Memorandum Private Company Limited By Shares
Both a memorandum of association and articles of association are required for a company formed in the UK under the Companies Act 2006.
The memorandum of association is a legal statement that contains the names of the founding members and confirms that the subscribers wish to form a company under the Companies Act and agree to become its first members. In the case of a company with a share capital, they undertake to subscribe for at least one share each. The memorandum must be in a prescribed form and must be authenticated by each subscriber. It must be delivered to Companies House and becomes a historical document of record that cannot be changed. Members may come and go, and such details must be updated in a company's register of members and on the public record, but the memorandum will remain in its original form for the life of the company.

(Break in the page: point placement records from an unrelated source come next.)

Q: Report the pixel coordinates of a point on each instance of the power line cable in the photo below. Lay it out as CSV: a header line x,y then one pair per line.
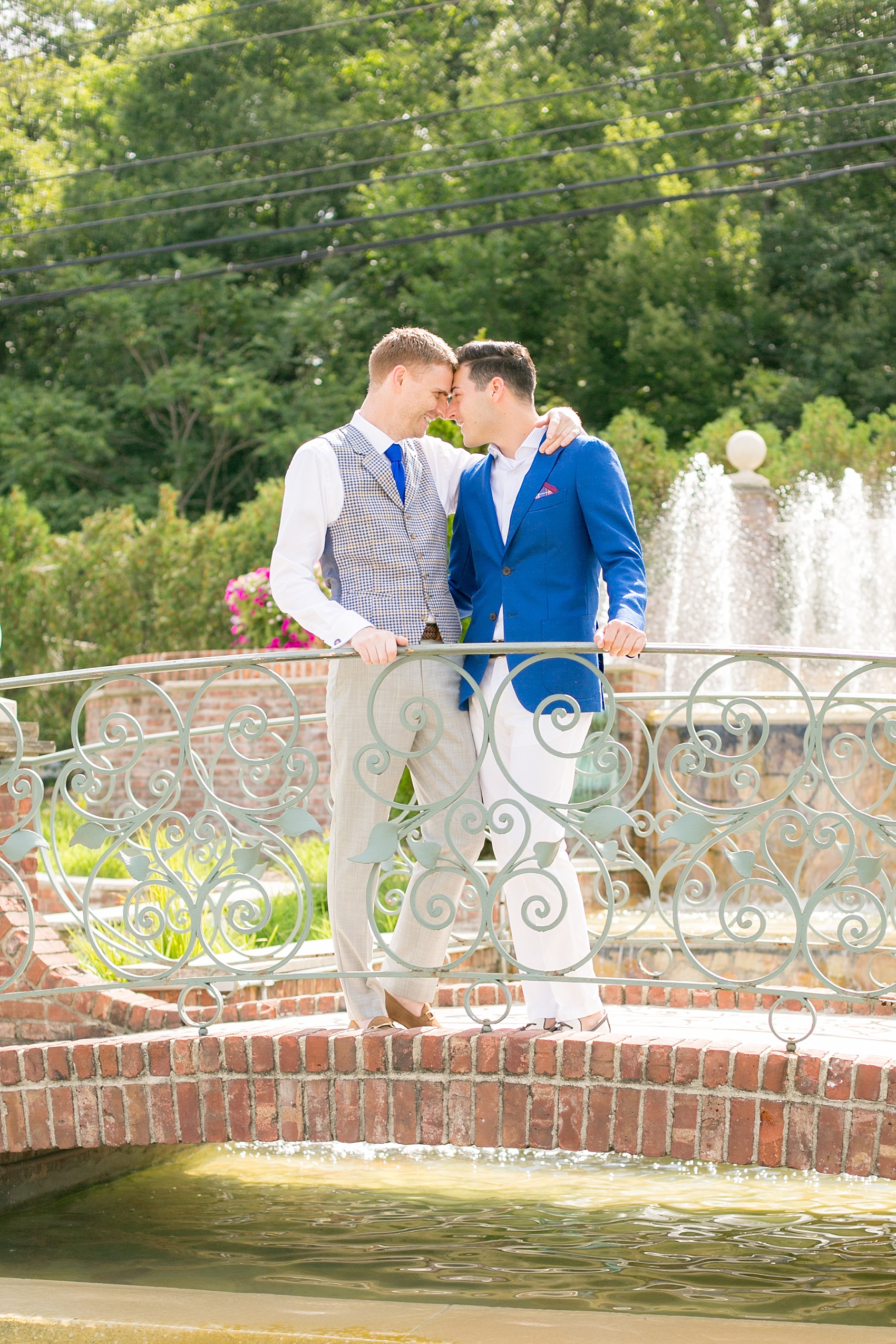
x,y
491,163
766,187
407,153
437,207
412,119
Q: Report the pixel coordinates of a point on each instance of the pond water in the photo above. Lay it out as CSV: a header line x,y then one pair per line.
x,y
578,1232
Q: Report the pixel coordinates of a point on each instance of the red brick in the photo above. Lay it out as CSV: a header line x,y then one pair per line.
x,y
290,1111
542,1116
187,1097
10,1067
597,1139
516,1098
132,1059
801,1133
33,1062
840,1077
687,1065
403,1051
603,1054
486,1115
574,1058
742,1125
546,1057
772,1132
713,1129
518,1053
108,1059
625,1135
87,1116
715,1067
460,1098
829,1144
317,1051
433,1051
288,1054
375,1111
346,1054
684,1127
266,1129
432,1112
887,1147
808,1072
82,1057
655,1123
774,1077
239,1113
632,1059
373,1049
113,1117
862,1143
488,1050
460,1053
163,1113
138,1113
659,1062
405,1112
236,1054
746,1072
160,1058
319,1117
870,1076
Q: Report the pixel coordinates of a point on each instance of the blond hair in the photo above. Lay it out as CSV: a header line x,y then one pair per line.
x,y
409,346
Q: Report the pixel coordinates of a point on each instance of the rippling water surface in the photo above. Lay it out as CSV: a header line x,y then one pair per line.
x,y
602,1233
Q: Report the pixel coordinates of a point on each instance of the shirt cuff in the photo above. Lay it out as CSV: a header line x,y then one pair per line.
x,y
346,628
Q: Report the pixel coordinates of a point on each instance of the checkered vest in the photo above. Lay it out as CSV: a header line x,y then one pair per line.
x,y
386,561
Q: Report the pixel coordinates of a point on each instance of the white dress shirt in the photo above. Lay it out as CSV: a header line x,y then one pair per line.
x,y
314,499
507,479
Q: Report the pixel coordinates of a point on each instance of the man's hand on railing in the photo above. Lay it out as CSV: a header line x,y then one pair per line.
x,y
620,640
376,646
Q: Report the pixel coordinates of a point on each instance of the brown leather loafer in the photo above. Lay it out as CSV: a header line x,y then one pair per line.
x,y
405,1018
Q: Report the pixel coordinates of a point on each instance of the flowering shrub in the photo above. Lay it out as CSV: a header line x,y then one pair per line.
x,y
257,621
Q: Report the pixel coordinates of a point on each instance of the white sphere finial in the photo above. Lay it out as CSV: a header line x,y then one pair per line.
x,y
746,451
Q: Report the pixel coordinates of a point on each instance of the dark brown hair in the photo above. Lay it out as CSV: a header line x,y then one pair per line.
x,y
488,359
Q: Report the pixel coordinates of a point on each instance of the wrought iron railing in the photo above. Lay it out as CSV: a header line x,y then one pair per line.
x,y
738,835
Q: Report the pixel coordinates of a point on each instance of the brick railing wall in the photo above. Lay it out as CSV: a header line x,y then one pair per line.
x,y
687,1100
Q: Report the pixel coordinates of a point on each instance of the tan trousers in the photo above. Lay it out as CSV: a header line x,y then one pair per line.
x,y
444,771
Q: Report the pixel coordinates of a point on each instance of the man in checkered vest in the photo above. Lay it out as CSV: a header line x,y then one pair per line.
x,y
371,502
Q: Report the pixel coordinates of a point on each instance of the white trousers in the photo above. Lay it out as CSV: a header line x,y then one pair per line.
x,y
551,778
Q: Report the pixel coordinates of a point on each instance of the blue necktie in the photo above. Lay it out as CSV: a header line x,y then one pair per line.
x,y
397,461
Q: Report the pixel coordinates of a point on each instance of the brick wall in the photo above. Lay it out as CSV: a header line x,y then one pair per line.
x,y
688,1100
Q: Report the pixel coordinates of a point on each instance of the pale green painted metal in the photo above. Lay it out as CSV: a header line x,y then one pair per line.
x,y
694,846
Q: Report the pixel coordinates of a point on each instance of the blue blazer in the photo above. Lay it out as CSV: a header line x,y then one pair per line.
x,y
571,519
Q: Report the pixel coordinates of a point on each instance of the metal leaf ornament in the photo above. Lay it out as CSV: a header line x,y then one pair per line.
x,y
381,846
868,868
743,862
546,852
689,830
601,823
426,851
92,835
299,822
22,843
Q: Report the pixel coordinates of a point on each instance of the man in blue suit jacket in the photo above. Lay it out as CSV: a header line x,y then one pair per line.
x,y
531,538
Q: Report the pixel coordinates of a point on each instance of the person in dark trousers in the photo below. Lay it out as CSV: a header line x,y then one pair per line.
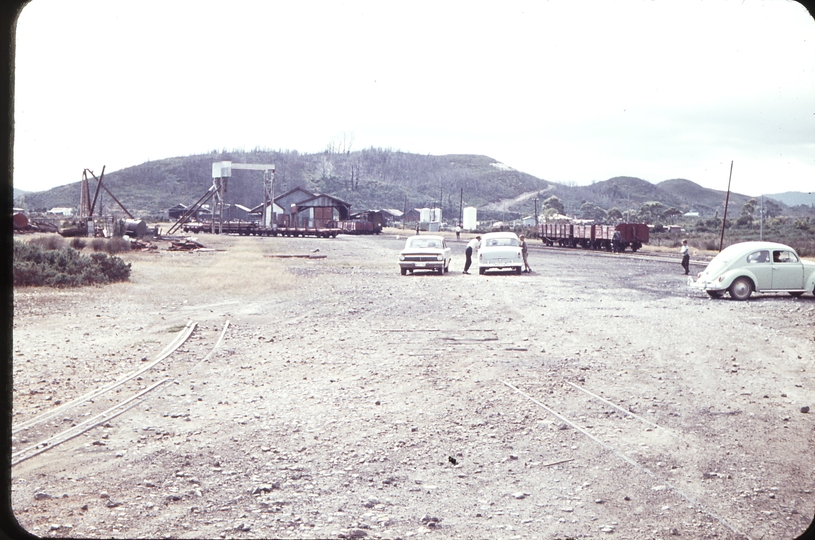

Note that before the Companies Act 2006 came into force a company's memorandum included provisions that now fall within the articles of association. This included any restrictions on what a company could do (the objects clause). For companies formed before 1 October 2009 these restrictions are now treated as being part of the articles and not the memorandum.
The Economic Crime and Corporate Transparency Act 2023 requires the full forename and surname of each subscriber to be included in the memorandum of association and the template has been updated accordingly.
Many companies will be incorporated digitally and the memorandum will be generated automatically as part of the online incorporation procedure. This template may be used for those wanting to apply by post.